Northern Lights on Show for Next Few Days
Northerners who are starting to surface from the confines that kept them safe from the frigid temperatures that have encased much of North America might get a reward and be able to see the gorgeous northern lights for the next few days. Space weather forecaster Joe Kunches has stated that the Sun sent out an extremely strong solar flare late Tuesday evening. The solar blaze occurred when it was facing directly toward the Earth. That meant the energy from this burst may even continue to send energy this way for several days.
This type of condition is what ends up causing the northern lights. This solar flare might really shake up the Earth’s magnetic field and magnify the Aurora Borealis southward, going possibly as far down as central Illinois, Colorado and to the southern part of lower Michigan. The best possible viewing is believed to be Thursday evening, if the weather permits.

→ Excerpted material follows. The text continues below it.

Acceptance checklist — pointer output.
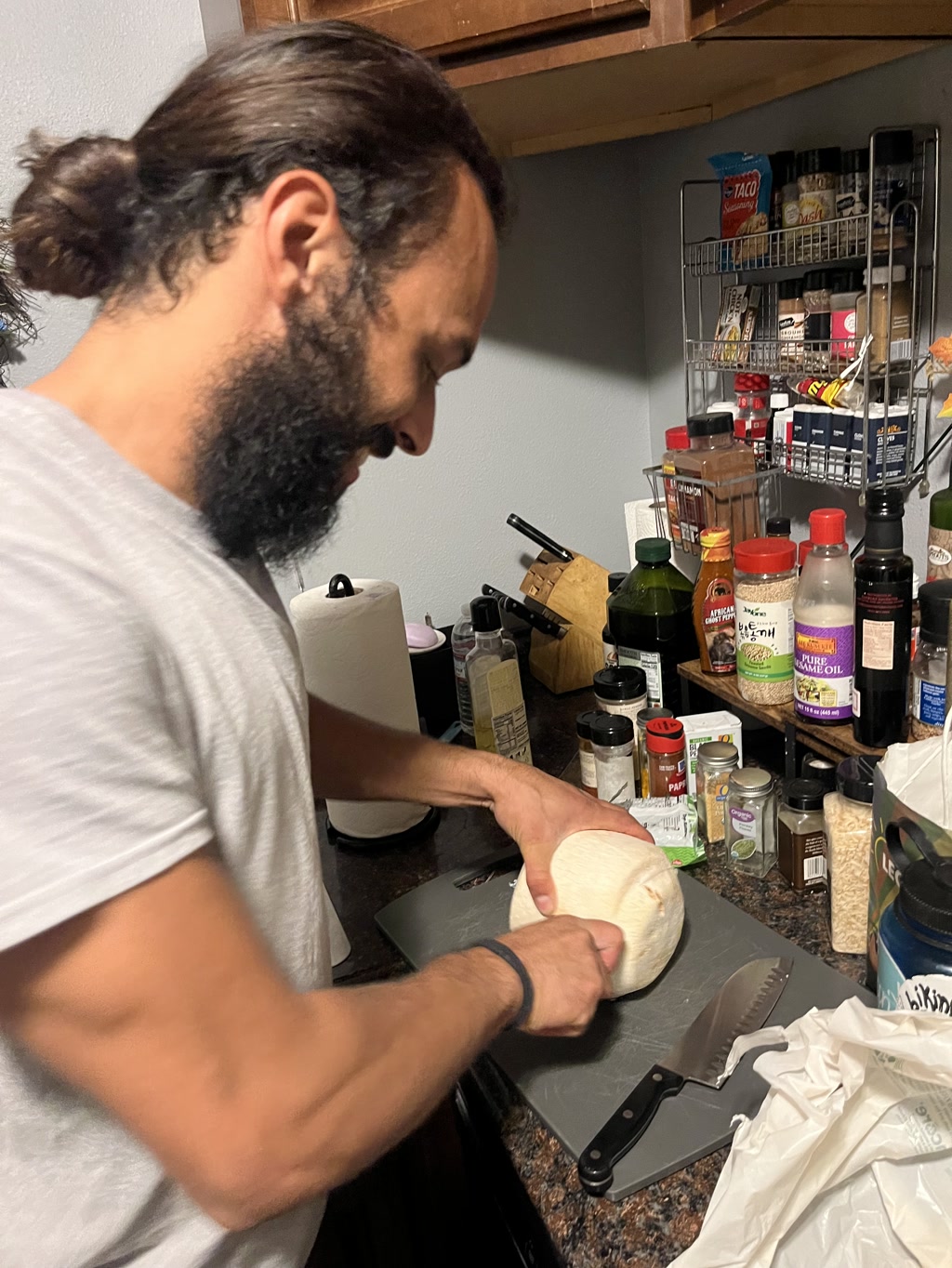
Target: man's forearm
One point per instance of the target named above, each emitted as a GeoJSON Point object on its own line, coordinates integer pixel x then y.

That is where the trouble comes in. Weather does not always cooperate. The main problem people find with getting to see the northern lights is cloud cover. In the deep cold of winter, there are usually a lot of clouds in the northern areas that can see the northern lights. There may be some good news this go-round. Weather forecasters have stated that for most of the viewing area, it is believed that cloud cover may be thin on Thursday evening but no one will know for sure until then. There are always sprinkled patches of clouds around the sky this time of year. There may be very good viewing for those who have the chance, but who knows for sure.

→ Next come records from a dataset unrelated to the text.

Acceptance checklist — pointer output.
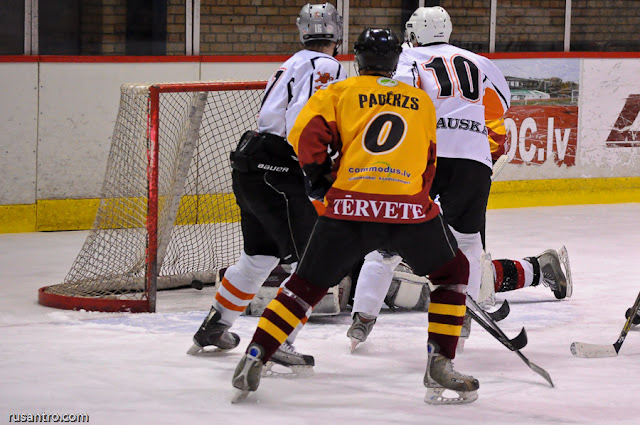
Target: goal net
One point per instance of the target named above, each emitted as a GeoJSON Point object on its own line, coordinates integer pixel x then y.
{"type": "Point", "coordinates": [167, 214]}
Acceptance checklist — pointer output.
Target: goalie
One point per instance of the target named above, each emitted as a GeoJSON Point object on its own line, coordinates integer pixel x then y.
{"type": "Point", "coordinates": [276, 214]}
{"type": "Point", "coordinates": [371, 119]}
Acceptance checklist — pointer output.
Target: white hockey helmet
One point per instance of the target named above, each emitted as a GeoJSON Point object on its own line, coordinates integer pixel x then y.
{"type": "Point", "coordinates": [319, 22]}
{"type": "Point", "coordinates": [429, 25]}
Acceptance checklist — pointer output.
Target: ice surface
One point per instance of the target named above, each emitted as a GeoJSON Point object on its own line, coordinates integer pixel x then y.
{"type": "Point", "coordinates": [132, 368]}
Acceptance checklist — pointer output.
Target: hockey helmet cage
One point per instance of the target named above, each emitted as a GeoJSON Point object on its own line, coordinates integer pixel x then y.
{"type": "Point", "coordinates": [319, 22]}
{"type": "Point", "coordinates": [377, 49]}
{"type": "Point", "coordinates": [429, 25]}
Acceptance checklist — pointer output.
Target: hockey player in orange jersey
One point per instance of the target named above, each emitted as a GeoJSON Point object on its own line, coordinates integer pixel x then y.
{"type": "Point", "coordinates": [276, 214]}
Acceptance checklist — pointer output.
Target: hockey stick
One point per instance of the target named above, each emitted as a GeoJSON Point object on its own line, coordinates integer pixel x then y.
{"type": "Point", "coordinates": [513, 344]}
{"type": "Point", "coordinates": [497, 333]}
{"type": "Point", "coordinates": [500, 313]}
{"type": "Point", "coordinates": [585, 350]}
{"type": "Point", "coordinates": [498, 166]}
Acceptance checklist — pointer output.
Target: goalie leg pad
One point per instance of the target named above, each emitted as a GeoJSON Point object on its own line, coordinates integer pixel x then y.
{"type": "Point", "coordinates": [374, 281]}
{"type": "Point", "coordinates": [240, 283]}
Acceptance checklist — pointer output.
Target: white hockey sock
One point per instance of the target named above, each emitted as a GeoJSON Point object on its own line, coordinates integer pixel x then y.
{"type": "Point", "coordinates": [373, 283]}
{"type": "Point", "coordinates": [471, 246]}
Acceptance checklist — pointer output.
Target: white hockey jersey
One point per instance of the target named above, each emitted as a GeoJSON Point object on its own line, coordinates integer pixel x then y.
{"type": "Point", "coordinates": [468, 91]}
{"type": "Point", "coordinates": [292, 85]}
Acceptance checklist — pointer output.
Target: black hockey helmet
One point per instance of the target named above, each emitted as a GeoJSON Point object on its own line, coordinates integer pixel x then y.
{"type": "Point", "coordinates": [377, 49]}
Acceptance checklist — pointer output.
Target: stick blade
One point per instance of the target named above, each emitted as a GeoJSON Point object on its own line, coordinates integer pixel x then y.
{"type": "Point", "coordinates": [592, 351]}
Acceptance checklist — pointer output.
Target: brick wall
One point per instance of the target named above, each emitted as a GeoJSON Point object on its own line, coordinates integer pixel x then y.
{"type": "Point", "coordinates": [470, 19]}
{"type": "Point", "coordinates": [530, 26]}
{"type": "Point", "coordinates": [609, 25]}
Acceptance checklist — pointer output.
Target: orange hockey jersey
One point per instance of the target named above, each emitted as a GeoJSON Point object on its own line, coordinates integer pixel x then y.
{"type": "Point", "coordinates": [384, 133]}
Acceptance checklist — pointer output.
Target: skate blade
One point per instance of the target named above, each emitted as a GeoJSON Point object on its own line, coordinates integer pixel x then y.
{"type": "Point", "coordinates": [239, 395]}
{"type": "Point", "coordinates": [564, 259]}
{"type": "Point", "coordinates": [460, 346]}
{"type": "Point", "coordinates": [436, 396]}
{"type": "Point", "coordinates": [282, 371]}
{"type": "Point", "coordinates": [196, 350]}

The University of Alaska is stating that most of Canada and the northern parts of the United States should be able to see the northern lights without any problem. Boston, Chicago, Seattle, Cleveland and Des Moines might see the sparkling colors sitting low on the skyline.
This solar storm has already started causing problems for airline flights, causing them to have to be diverted around the poles and may even mess with various GPS devices on Thursday.
Weather forecasters also have a difficult time predicting just exactly when the northern lights will happen. The sky has to obviously be dark. The times of midnight to 5 a.m. are usually considered the best times when northern lights put on their greatest show.
This will be the very first northern lights display of 2014 for the United States and Canada. It may be a really good one since the solar flare was so strong. The solar flare on Tuesday ended up setting the stage for the possible bright display, which might happen across the northern part of the United States on Thursday night. It takes a solar flare to more directly face the Earth, as was stated above, so to have a much better chance of having strong auroras and for them to be visible.
If the northern lights do show up Thursday night, it may give northerners a bit of a boost from the frigid temperatures they have had to endure the past few days.